Total Firecracker BAN vs. Philippine Tradition
|January 5, 2012||Posted by Listocrat under News, Opinions|
Putting a total ban on the use of firecrackers and fireworks is tantamount to annihilating “media noche” as an integral part of New Year’s Eve revelry. Though DOH and its “Goodbye Paputok” campaign failed to stall 854 injuries and 2 fatalities from occurring, it’s still not fair to completely ban the use of traditional fireworks to welcome the new year, as far as cultural and economic reasons are concerned.
At present, only two cities (Davao City and Zamboanga City) in the country have heeded Eco Waste Coalition’s call to implement a total ban on the “production, importation, distribution, sale and use of firecrackers and fireworks to protect public health, safety and the environment.” The waste and pollution watchdog have been vocal on its campaign against firecracker use, emphasizing its detrimental effects not only on the health and safety of Filipinos but also on our environment. Aside from the toxic dusts and particles, firecracker use also contributes in the formation of smog, forcing some airlines to be rerouted just recently to Clark International Airport due to ‘zero visibility’. And since other countries have banned the use of explosives in the past, opting to feast their eyes through majestic fireworks displays/shows instead of risking their safety like their Filipino counterparts, how come a total ban is not yet being implemented? Perhaps this is the question that most of us have been itching to ask. But in the context of our society, a question seems to be more befitting: Is it even possible?
A Filipino Tradition
Use of pyrotechnics by Filipinos is one of the remaining links we have with our Chinese ancestors, with the traditional use of fireworks dating back as early as the Spanish era. For this reason, it is safe to say that explosions and barrage from firecrackers have been part of our culture and preventing it will just result into a annual monotonous celebration. Furthermore, what’s the point of reestablishing a total ban if history already taught us that such attempt always failed significantly?

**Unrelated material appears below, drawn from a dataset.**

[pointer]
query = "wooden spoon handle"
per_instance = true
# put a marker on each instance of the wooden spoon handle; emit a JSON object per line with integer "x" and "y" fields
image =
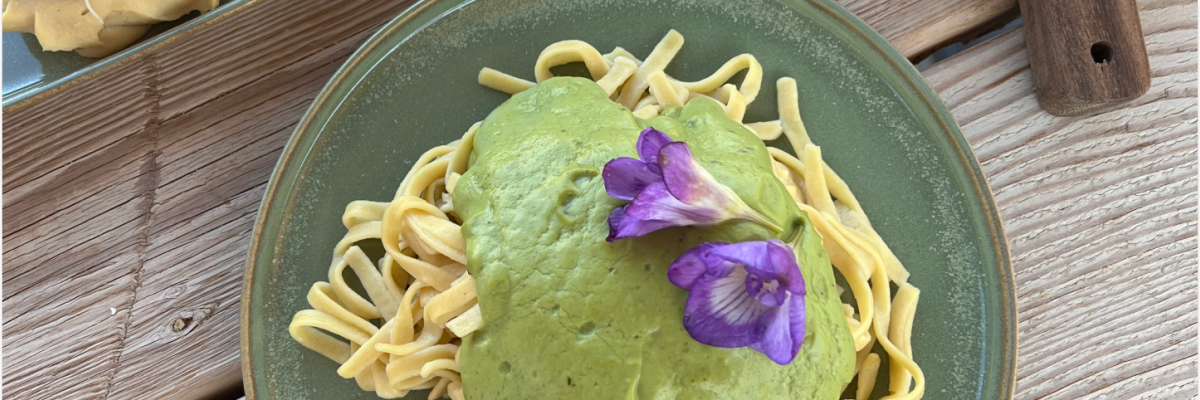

“It is too much. Even (former President Ferdinand) Marcos at the height of martial law failed to enforce a total ban,” Celso Cruz, president emeritus of the Philippine Pyrotechnics Manufacturers and Dealers Association (PPMDA), told The Philippine STAR.
And just like in the case of the “total log ban”, the term “total” will just further attract underground and illegal fireworks manufacturers to thrive in their business. Thus, putting such drastic policy will eventually bring more harm than good not just to our traditions but also to the fireworks industry as a whole.

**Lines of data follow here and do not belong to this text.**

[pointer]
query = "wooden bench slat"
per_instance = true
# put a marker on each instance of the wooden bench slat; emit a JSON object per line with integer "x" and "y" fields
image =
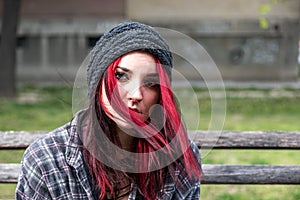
{"x": 213, "y": 174}
{"x": 251, "y": 174}
{"x": 246, "y": 139}
{"x": 204, "y": 139}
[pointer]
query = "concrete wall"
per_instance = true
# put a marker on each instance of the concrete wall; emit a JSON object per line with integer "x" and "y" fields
{"x": 208, "y": 9}
{"x": 55, "y": 36}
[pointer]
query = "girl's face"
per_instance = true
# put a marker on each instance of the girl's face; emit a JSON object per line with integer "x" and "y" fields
{"x": 138, "y": 85}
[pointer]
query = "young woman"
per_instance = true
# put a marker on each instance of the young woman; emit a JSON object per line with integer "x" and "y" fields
{"x": 130, "y": 143}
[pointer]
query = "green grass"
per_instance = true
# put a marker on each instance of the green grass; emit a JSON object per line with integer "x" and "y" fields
{"x": 45, "y": 108}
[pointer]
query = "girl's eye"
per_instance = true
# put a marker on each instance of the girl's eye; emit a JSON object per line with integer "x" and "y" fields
{"x": 151, "y": 84}
{"x": 121, "y": 76}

An End to a Promising Industry
As a native of Bocaue, Bulacan, I know that a total ban will engulf the whole fireworks industry here and tear them into pieces. It’s not a big joke since a lot of people here thrive on this business and have made it as a reliable source of income. Needless to say, approving a total ban is like dethroning Bocaue as one of the country’s “fireworks capital”. In addition to that, the firecracker and pyrotechnics industry in the Philippines is worth P500 million annually and provides jobs to tens of thousands of local workers, so a total ban is not at all logical to begin with unless if the government will provide a fall back or an alternative for all of the employees that will be laid off in case such ban will be implemented.
A long-standing tradition of merry-making through fireworks display and use of firecrackers is no match for a “total ban” suggestion with a serious lack of supporting information to begin with. DOH Sec. Ona himself said that it would be hard to impose a total ban on firecrackers because Filipinos have gotten used to welcoming the new year with festive lights. Designation of specific firecracker zones, more serious penalties for those who buy/sell illegal firecrackers (must include piccolo!), practical amendments to the law governing the use of these fireworks and firecrackers, and a more intensive information dissemination and campaign should be enough to at least minimize or reduce firecracker-related injuries and deaths only if Filipinos know how to follow the rules and educate other people, especially children, about handling firecrackers with appropriate degree of caution.
And as we start a new year, let us also not forget that each person possesses the key for both personal growth and destruction. The choice is yours. Happy new year everyone!